Edit: I'm wrong, it's complicated.
Aren'y all bitcoin transaction really close to the same size? The amount being transferred doesn't change the size an integer contain 1 and another container 1,000,000,000 take the same amount of space (32 or 64 bits) because the spec says so.
I thought transaction fees encouraged miners to include your block in a transaction.
If you're paying for your £3 coffee by transfering small amounts from many addresses, it's a big transaction.
Address fragmentation happens when your coins are distributed across many addresses, and can be caused by things like spending coins, because all transactions actually spend everything at an address and just route the "change" elsewhere.

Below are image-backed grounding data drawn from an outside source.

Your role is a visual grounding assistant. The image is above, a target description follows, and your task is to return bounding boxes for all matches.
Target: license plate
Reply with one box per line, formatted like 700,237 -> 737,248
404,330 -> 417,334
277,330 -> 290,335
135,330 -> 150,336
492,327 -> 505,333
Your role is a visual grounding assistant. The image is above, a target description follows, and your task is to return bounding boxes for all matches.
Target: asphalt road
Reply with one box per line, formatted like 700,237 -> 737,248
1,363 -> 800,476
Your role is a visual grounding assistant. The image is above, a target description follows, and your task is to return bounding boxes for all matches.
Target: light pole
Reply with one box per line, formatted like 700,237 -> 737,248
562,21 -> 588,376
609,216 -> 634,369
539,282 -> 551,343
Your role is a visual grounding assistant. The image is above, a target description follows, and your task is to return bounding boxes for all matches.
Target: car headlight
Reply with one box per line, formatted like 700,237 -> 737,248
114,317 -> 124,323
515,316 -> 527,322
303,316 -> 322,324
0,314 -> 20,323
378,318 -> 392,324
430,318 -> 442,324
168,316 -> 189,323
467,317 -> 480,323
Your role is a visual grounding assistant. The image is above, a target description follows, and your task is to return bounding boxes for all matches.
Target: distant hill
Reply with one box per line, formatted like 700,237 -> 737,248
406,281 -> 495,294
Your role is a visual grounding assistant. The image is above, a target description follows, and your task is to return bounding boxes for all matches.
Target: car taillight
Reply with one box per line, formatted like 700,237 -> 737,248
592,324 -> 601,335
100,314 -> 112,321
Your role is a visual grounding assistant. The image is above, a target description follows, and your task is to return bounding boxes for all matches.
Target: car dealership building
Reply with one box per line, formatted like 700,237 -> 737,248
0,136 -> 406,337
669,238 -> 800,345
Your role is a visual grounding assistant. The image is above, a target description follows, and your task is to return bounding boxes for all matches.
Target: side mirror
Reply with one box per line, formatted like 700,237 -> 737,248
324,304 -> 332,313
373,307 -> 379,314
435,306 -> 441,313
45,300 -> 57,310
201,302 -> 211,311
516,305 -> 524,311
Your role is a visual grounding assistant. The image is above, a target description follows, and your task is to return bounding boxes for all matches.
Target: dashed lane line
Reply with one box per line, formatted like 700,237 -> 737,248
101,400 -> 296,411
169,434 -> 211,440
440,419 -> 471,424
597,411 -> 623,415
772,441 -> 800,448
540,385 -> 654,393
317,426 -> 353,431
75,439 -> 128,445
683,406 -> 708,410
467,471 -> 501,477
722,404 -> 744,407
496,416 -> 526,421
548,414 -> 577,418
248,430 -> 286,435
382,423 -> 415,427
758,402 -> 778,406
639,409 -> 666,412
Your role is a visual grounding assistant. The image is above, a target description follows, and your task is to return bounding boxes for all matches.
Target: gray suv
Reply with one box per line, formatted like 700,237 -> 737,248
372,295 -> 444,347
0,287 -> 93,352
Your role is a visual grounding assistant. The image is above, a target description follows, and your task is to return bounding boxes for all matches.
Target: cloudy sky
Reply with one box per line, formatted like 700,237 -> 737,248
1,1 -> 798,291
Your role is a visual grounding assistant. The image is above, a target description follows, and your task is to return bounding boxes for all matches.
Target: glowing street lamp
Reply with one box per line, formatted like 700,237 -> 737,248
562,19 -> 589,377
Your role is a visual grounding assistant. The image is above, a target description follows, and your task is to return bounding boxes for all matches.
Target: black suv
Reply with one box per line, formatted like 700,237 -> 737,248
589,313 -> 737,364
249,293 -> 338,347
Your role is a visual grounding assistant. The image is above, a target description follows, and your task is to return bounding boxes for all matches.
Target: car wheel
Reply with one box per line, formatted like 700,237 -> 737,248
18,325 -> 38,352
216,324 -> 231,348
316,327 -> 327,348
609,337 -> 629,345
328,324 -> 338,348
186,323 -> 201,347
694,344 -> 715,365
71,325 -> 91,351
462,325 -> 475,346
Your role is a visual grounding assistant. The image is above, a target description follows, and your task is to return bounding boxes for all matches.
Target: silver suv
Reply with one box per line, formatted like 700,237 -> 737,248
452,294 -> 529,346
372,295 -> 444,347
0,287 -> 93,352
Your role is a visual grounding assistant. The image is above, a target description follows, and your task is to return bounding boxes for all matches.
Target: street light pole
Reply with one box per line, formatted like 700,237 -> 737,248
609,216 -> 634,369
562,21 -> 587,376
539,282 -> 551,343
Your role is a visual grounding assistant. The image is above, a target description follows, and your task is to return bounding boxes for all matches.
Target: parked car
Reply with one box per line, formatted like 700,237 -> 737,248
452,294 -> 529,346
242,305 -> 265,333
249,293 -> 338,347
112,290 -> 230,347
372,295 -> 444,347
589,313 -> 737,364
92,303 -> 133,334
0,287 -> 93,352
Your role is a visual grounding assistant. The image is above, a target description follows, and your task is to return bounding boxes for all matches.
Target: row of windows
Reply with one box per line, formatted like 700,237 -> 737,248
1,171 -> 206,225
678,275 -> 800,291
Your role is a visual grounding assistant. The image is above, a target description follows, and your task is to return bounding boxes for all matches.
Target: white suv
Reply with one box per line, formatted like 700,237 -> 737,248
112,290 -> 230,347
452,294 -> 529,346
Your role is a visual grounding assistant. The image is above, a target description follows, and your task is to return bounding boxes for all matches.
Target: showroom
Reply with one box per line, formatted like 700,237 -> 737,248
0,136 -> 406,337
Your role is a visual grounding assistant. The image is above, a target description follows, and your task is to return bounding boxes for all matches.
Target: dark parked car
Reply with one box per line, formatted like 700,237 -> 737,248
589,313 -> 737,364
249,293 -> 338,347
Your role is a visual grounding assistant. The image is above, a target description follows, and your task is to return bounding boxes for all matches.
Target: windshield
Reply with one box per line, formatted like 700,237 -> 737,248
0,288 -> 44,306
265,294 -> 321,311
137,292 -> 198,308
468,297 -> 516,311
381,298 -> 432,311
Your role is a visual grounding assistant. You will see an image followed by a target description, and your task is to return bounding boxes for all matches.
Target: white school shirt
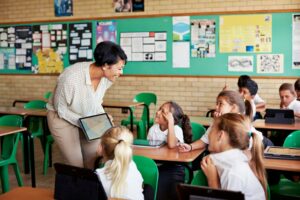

Buy two cups of coffee too close to each other and your next transaction is going to cost twice as much in fees, whoops!
Unfortunately it's generally advised to use a new receiving address for every bitcoin transaction to make it harder to trace how much money you have and how you earn and spend it (most wallet craft a new address for every receive transaction) so it's very common to end up with your assets split up across dozens or even hundred of addresses.
Imagine two wallets each with a total of 1 BTC. One wallet just received a single transaction with 1 BTC and the other is funded with 10 transactions of 0.1 BTC. The wallet with 1 BTC as an input only needs that single proof to send the whole BTC, while the wallet with 10 0.1 BTC inputs needs to submit all of those proofs to transfer the 1 BTC, effectively 10x the data.